Google Chromium V8 Type Confusion Vulnerability

Prior to version 114.0.5735.110 of Google Chrome, the V8 JavaScript engine included a type misunderstanding that led to the very serious vulnerability known as CVE-2023-3079. Through a designed HTML page, the vulnerability may allow the programme to incorrectly understand the data type it is managing, potentially resulting in heap corruption. This vulnerability might be used by an attacker to gain unauthorised access to the system and disclose information. For Chrome versions 114.0.5735.106 for Mac and Linux and 114.0.5735.110 for Windows, Google has published a remedy for this vulnerability. On June 7, 2023, the flaw was added to CISA’s list of known exploited vulnerabilities. This CVE’s records were created on June 2, 2023. As of June 6, 2023, the flaw was being used in the wild.

 

Root Cause Analysis:

The faulty error message processing in the CGI programme is the primary cause of the OS command injection vulnerability found in different Zyxel firewall versions. By sending specially crafted packets to a vulnerable device, this vulnerability enables the remote execution of specific OS commands by an unauthenticated attacker. In some cases, the “chg_exp_pwd” CGI programme’s absence of input string validation is what leads to the vulnerability. Numerous Zyxel products are impacted by the flaw, including ATP, USG Flex, VPN, and ZyWALL/USG. Users are advised to apply the patches as soon as possible to ensure the greatest level of protection since Zyxel has released them to address the vulnerability.

 

Impact:

The impact of CVE-2023-3079 are substantial. At this time, the vulnerability is classified as having significant severity. It is deemed to be extremely serious and has the potential to cause type confusion, which might allow the program to interpret the data type it is managing incorrectly, perhaps resulting in heap corruption through a specially constructed HTML page. This issue might be used by an attacker to enter a system without authorization and disclose information. The flaw might allow for the execution of arbitrary code. The existence of a CVE-2023-3079 exploit in the wild is known to Google. As of June 6, 2023, the flaw was being actively exploited. To reduce the risk, it’s crucial to upgrade to Chrome Version 114.0.5735.110 for Windows, Chrome Version 114.0.5735.106 for Mac and Linux, or Microsoft Edge Stable Channel (Version 114.0.1823.41).

 

Affected Software’s:

The following software versions are affected by CVE-2023-3079:

  • Google Chrome prior to version 114.0.5735.110
  • Microsoft Edge Stable Channel (Version 114.0.1823.41)

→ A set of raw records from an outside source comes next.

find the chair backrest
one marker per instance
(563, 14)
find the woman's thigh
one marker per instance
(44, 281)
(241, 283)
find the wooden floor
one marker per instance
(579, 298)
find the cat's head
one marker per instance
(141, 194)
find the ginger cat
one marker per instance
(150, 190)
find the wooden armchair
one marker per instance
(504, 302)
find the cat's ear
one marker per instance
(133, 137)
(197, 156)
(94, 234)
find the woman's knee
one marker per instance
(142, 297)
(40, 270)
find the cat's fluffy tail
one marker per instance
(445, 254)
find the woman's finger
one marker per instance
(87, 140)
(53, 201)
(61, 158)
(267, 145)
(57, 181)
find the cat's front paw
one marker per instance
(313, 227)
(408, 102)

Upgrade to Chrome Version 114.0.5735.110 for Windows, 114.0.5735.106 for Mac and Linux, or Microsoft Edge Stable Channel (Version 114.0.1823.41) in order to reduce the risk of exploitation.

 

Detection and Response:

To identify CVE-2023-3079, users should ensure that their Chrome and Edge versions are up to date with the latest security fixes. Google has issued a patch to address the vulnerability, while Microsoft has also issued a patch for CVE-2023-3079 to Microsoft Edge Stable Channel. Attackers have exploited the vulnerability, and Google is aware that an exploit for CVE-2023-3079 exists in the wild. It should be noted that the vulnerability has been rated as critical. A type misunderstanding in the V8 JavaScript engine causes the vulnerability, which allows a remote attacker to possibly exploit heap corruption through a forged HTML page.

The best method to respond to the discovery of CVE-2023-3079 is to ensure that your Chrome and Edge browsers are up to date with the latest security fixes. Google has issued a patch to address the vulnerability, while Microsoft has also issued a patch for CVE-2023-3079 to Microsoft Edge Stable Channel. Attackers have exploited the vulnerability, and Google is aware that an exploit for CVE-2023-3079 exists in the wild. The flaw has been classed as critical. A type misunderstanding in the V8 JavaScript engine causes the vulnerability, which allows a remote attacker to possibly exploit heap corruption through a forged HTML page. Users are urged to update their Google Chrome browser to the most recent version, which is 114.0.5735.110 for Windows and version 114.0.5735.106 for macOS and Linux. Chromium-based browsers such as Opera, Brave, and Microsoft Edge will also require patching.

 

Recommendation:

  1. Check the version of Chrome and Edge browsers to ensure they have the most recent security fixes.

 

  1. Update your Google Chrome browser to the most recent version, which is 114.0.5735.110 for Windows and 114.0.5735.106 for macOS and Linux.

 

  1. Patching will also be required for Chromium-based browsers such as Opera, Brave, and Microsoft Edge.

 

  1. Organization should be aware that the CVE-2023-3079 exploit is active in the wild.

 

  1. To make sure you are protected against the most recent threats, regularly check for security updates for your browser and other applications.